En Estados Unidos, los medios de comunicación pudieron haber confundido a muchos, pero una participación de casi ciento cincuenta millones de habitantes, la más alta en la historia reciente de ese país, es un indicador que no se debe pasar por alto, es una aspiración a ser oídos, a hacerse sentir. No todos esos centenares de millones son racistas ni xenófobos ni misóginos.

Aun cuando la democracia no es sólo celebrar procesos electorales, la contribución de estos a la movilización popular incentiva a ciudadanos, partidos, organizaciones sociales, grupos de mujeres, campesinos, trabajadores, intelectuales, estudiantes, indígenas y sectores que desean el diálogo colectivo, desde abajo y hasta arriba, para revisar las instituciones, ayudar a definir un tipo de democracia equilibrada, menos injusta, con protagonismo social.

Argentina, Bolivia, Chile, Ecuador, la resistencia colombiana, las últimas elecciones municipales en Brasil, recientemente los estallidos ciudadanos en Perú y, en pocos días, las parlamentarias en Venezuela anuncian la recuperación de un diálogo extraviado o diferido entres los sectores inclinados a la búsqueda de soluciones con protagonismo colectivo.

No es posible continuar legitimando el retraso de los cambios sociales con la inactividad, la abstención, el silencio ante la agresión a la soberanía, omisiones ante la barbarie de las represalias, bloqueos económicos y diplomáticos y el autoritarismo internacional convertido en pillaje. Por ahora el voto es necesario. La manifestación expresa del sufragio, la presencia popular, la concurrencia de todos para derrotar los miedos y las agresiones son actos indispensables.

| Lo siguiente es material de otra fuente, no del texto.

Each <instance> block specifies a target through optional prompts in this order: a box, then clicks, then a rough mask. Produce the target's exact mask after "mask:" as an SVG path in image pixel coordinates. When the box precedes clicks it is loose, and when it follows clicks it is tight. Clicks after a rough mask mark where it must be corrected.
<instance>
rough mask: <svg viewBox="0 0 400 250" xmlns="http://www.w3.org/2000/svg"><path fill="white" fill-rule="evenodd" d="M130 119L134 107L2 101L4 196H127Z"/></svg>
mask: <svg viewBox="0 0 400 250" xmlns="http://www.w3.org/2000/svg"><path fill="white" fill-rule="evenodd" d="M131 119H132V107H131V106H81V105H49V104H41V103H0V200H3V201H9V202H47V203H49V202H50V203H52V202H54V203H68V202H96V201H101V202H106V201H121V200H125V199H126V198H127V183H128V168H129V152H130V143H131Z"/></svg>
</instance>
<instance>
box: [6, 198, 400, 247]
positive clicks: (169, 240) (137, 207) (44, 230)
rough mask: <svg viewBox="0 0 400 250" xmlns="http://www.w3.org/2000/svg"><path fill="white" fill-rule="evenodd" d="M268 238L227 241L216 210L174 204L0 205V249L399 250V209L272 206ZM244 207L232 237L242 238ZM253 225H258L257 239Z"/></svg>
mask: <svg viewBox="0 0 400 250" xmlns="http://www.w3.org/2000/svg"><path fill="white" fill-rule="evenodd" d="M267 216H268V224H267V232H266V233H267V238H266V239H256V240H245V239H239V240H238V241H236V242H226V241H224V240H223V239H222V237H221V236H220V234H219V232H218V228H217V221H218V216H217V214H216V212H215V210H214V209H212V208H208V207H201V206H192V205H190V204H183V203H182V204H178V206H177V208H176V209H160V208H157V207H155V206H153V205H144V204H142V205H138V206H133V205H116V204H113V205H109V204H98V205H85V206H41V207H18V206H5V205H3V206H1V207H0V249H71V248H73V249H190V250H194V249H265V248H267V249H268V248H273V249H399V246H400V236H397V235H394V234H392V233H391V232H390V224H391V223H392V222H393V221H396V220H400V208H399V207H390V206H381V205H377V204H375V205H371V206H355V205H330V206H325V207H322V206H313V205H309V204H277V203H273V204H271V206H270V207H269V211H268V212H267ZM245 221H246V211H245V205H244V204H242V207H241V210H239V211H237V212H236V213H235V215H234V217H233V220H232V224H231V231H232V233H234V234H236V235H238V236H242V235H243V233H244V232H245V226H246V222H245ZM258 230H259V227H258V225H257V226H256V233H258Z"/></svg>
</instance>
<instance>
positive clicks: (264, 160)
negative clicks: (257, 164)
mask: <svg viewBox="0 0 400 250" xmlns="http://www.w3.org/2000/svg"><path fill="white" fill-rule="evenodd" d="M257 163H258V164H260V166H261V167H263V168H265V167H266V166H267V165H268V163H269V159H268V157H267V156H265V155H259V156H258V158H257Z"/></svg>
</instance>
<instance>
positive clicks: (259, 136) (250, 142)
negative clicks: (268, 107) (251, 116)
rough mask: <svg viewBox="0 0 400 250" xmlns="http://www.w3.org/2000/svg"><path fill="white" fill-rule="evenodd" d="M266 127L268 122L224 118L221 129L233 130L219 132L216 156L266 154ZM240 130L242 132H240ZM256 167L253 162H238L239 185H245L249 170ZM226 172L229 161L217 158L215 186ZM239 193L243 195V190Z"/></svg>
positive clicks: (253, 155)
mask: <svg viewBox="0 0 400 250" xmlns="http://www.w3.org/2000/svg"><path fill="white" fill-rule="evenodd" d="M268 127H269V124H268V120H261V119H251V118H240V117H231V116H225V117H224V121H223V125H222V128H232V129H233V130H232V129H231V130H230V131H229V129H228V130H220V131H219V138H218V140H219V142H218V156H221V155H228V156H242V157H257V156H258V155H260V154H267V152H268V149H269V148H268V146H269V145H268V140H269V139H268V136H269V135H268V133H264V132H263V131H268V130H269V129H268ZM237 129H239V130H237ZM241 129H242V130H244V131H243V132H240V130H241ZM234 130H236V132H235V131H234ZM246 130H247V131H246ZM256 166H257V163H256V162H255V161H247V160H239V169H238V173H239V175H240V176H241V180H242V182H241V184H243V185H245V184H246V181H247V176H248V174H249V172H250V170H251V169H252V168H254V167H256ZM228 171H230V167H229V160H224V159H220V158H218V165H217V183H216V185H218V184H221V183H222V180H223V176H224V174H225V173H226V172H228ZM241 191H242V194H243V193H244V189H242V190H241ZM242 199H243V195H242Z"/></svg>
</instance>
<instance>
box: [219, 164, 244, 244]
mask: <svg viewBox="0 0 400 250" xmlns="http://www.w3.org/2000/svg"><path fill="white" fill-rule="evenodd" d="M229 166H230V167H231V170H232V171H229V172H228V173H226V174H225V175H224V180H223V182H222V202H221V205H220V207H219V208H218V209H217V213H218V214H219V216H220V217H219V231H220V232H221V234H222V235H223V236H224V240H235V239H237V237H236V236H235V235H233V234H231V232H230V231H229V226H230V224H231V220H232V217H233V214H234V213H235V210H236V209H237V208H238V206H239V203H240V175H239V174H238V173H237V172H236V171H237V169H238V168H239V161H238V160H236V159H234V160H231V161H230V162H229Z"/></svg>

El sabotaje con tretas es una amenaza al Poder Popular, organiza el odio, confunde, obstaculiza el rescate del ¨Parlamento venezolano, divide y aleja la recuperación institucional, instala en el imaginario social trampas contra las mayorías; la más común de ellas es la postura de la “anti política”, para evitar modificar los escenarios con los cuales nos empobrecen, saquean y oprimen.

Es inaplazable recomponer el eje del pensamiento crítico latinoamericano, tener una visión abierta de la sociedad, consolidar comunidades integradas donde haya prácticas y argumentos que nos obliguen a todos por igual a participar y confluir en la solución de problemas comunes.